Even when a business has invested in professionally written terms and conditions, they still bring gripes later on in the business’ life.
A change in the law is the obvious trigger for updating terms and conditions, but it’s rarely the reason for an entire overhaul.
The most common gripes I hear are these:
1.They don’t reflect our business.
As businesses develop, many things change: products, services, delivery methods, administration and contracting processes as well as more strategic changes such as risk profiling and attitudes to risk. If the terms are written professionally, they are likely to “work” legally, but the issue is, ‘are they workable for the business’s current systems and ways of doing things?’ For example, it may be as simple as, the terms do not reflect the terminology of the business anymore. Or, the way in which the services/product mix is delivered may lend itself to a change in the structure of documentation (e.g. a framework arrangement might be appropriate). New products may mean new risks, that need to be considered/ covered.

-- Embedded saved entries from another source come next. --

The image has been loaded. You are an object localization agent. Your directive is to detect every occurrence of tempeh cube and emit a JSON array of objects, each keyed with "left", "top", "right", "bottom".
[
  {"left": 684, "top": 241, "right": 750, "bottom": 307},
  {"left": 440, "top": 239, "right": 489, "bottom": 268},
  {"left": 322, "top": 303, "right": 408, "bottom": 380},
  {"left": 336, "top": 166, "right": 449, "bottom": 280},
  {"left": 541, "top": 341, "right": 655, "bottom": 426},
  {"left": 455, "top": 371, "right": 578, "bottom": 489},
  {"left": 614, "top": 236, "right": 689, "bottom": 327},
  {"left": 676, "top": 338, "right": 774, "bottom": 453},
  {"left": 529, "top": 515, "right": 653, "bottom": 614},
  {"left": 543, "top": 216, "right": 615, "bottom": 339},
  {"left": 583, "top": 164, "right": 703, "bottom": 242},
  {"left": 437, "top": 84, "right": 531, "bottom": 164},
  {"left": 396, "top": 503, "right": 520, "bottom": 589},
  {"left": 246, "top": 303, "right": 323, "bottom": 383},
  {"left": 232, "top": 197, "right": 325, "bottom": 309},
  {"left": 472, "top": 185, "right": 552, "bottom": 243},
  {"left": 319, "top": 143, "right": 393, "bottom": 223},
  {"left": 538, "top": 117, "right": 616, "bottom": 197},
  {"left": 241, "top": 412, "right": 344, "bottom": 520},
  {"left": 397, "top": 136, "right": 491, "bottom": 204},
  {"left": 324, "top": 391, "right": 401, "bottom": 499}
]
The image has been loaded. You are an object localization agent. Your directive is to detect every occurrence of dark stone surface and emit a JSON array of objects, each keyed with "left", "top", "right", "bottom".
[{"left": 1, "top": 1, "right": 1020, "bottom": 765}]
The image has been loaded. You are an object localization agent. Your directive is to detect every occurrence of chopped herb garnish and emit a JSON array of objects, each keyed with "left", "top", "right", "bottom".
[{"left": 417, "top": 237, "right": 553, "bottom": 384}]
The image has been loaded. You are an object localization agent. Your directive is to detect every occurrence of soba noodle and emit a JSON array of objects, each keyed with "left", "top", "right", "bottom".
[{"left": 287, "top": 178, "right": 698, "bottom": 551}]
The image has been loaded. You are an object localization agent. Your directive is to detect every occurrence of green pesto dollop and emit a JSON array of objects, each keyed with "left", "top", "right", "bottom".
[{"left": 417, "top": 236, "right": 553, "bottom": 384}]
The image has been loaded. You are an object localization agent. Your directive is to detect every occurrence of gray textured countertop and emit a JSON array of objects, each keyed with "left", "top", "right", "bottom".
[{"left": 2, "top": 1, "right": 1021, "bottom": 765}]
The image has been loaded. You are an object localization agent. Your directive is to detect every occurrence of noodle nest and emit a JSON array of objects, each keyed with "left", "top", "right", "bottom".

2.Nobody in the business understands them
f the terms don’t reflect the business, then it will inevitably be harder for non-lawyers handling them who may at least feel some comfort from seeing some familiar commercial terminology. Of course, it may also just be a training point. The terms are more likely to make perfect sense for the person who has benefited from discussions with their lawyer. That process alone delivers discovery and learning benefits. Training the business to aid familiarity with terms can increase contract handling efficiencies and reduce frustration.
3.They are heavily negotiated
Terms that are properly written will protect the business which will conversely mean that this is to the detriment of the Client’s legal position, which will invite negotiation. In all fairness, the extent to which the terms are negotiated are us much to do with the client base as the terms. Clients who have bargaining power, resources and are risk-aware will negotiate terms to mitigate the risks associated from doing business. Some lawyers are pragmatic and will deal with the big points and some will take the tedious approach of re-writing the whole bloomin’ lot!
There are many reasons why negotiations are painful (another blog for another day). Still, it is possible to strategise and create policies for negotiation handling rather than keep reinventing the wheel each painful transaction after each painful transaction!
Key to all of these gripes is mapping the business’ current business requirements to the terms and updating them and reviewing the documentation structure if necessary. It’s often an opportunity to discuss negotiation bugbears and re-align the business’ commercial and legal positions.
The icing on the cake will be to ensure contract handling systems, both internally and with external lawyers facilitate (and don’t frustrate) progress!